Etlik Şehir Hastanesi’nin bir karşılama hastanesi olduğunu ve depremin olduğu hafta başta olmak üzere çok yoğun bir başvuru olduğunu ve gelen depremzedelerin büyük bir kısmının da cerrahi işlem gereken yatan hasta grubu olduğunu belirten Örsel, “Ayaktan gelenlere poliklinikte daha çok psikolojik ilkyardım dediğimiz yaşadıkları yoğun kaygı belirtileri ile ilişkili olarak müdahaleleri içeriyordu. Yatan hasta grubuna da hastanemizde 40 kadar psikoloğumuz görev yapıyor. Genel olarak bu yöndeki daha yaşadıkları kaygı, sıkıntı kayıplarıyla ilgili yaşadıkları travma, depremde özellikle göçük altında kalma ya da buradan çıkarılma sırasında yaşadıkları konularda yardımcı olmaya çalışıyoruz. Çalışmamızın ikinci ayağını da bu gruba hizmet veren sağlık personeline yönelik planladık. İlk bir hafta özellikle sağlık personelimiz de her ne kadar deprem ülkesi olarak yaşıyor olsak da Van Depremi ve Gölcük Depremi derinden olan alışık bir deneyimimiz olsa da bu ölçekte bir hizmet üretme kapasitemizi zaman içerisinde oluşturuyoruz. Sağlık personelimize de nasıl yaklaşacakları, bu kişilerle nasıl iletişim kuracakları üzerine çalıştık. İkinci olarak tabii buraya maruz kalmak, bu görüntülere, bu acılara tanıklık etmek de çok kolay değil. Bu konuda onların nasıl bu süreci idare edebilecekleri, nasıl baş edebilecekleri üzerine çalışıyoruz” ifadelerini kullandı.
“Toplumsal bütünleşmenin, bu kişilerdeki belirtilerin kalıcı olmaması için aylarca sürdürülebilir olması gerekiyor”

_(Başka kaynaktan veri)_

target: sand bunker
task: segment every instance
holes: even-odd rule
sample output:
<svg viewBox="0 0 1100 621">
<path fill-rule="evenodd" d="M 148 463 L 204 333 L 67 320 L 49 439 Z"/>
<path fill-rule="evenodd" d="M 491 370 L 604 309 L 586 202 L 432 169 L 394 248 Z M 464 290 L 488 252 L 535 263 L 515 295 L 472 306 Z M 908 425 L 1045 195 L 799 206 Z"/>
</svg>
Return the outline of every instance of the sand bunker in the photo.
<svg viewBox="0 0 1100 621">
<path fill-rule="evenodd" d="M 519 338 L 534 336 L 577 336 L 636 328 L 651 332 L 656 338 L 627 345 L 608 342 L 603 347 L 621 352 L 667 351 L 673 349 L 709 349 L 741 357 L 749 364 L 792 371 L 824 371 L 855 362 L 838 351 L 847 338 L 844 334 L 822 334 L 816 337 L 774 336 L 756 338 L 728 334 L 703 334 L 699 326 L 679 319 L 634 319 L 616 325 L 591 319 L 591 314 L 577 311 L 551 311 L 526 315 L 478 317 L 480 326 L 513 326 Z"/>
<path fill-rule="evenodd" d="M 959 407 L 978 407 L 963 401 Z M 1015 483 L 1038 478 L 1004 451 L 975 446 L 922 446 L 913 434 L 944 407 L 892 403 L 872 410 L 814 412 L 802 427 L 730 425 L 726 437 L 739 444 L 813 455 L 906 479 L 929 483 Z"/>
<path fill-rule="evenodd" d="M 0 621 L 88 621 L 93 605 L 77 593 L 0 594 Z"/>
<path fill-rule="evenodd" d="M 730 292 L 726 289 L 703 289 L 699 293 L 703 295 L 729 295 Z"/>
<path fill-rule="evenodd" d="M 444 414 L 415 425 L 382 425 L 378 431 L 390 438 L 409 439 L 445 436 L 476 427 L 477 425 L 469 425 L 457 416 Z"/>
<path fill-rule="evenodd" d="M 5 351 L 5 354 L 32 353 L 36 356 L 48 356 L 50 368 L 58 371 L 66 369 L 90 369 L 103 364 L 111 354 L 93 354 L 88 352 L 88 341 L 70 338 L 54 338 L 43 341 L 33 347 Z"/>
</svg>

Bölgede ve diğer illerde depremzedelerin ihtiyaçlarının karşılanabilmesi ve normale dönülmesi adına yapılan toplumsal bütünleşmenin kısa süreli değil uzun zamana bölünerek yapılması gerektiğini eğer öyle yapılmazsa normalleşme sürecini olumsuz etkileneceğini vurgulayan Sibel Örsel, “İlk günden beri gördüğüm herkes bir şey yapmaya çalışıyor. Çok büyük bir acı var ve hepimiz elimizden ne gelirse yapmaya çalışıyoruz. Bu acıya nasıl ortak olabiliriz. Bu acıların yaralarını nasıl sorabiliriz temennisiyle. Bu toplumsal bütünleşmenin, özellikle bu süreçteki yardım çabalarının sürdürülebilir olması gerekiyor. Belki ilk şoku atlattık. Travma ve sonrası değerlendirmelerimiz de ilk 1 ay bizim için kritiktir. İlk 1 ayda ne kadar toparlanılabildiği, mevcut yaşadıklarıyla nasıl baş edebildiği, günlük yaşamına rutinlerine dönüp dönmediği üzerine bir değerlendirme yaparız. Bu gördüğüm toplumsal bütünleşmenin, bu kişilerdeki belirtilerin kalıcı olmaması, sonrasında yaşama uyum sağlayabilmeleri ve devam edebilmeleri için önümüzdeki günlerde de sürdürülebilir olması, hatta aylarda da sürdürülebilir olması gerekiyor. Orada önemli olan kişilere bu kayıpların üstesinden gelebileceği, gelecekle ilgili kaygılarının yardımcı olunacağı ve toplumsal olarak bu süreçte onların hak ettikleri hizmetlerin, yardımların, yaklaşımların uygulanacağı ile ilgili çalışmaların sürmesi. Bunu kendileri gördükçe ve biz bu süreci eğer bu şekilde sürdürülebilir olarak devam edebilirsek, onların da önemli ölçüde bu süreci anlatmalarını umut ediyorum. Bunun için elbirliğiyle çalışacağız diye düşünüyorum” değerlendirmesini yaptı.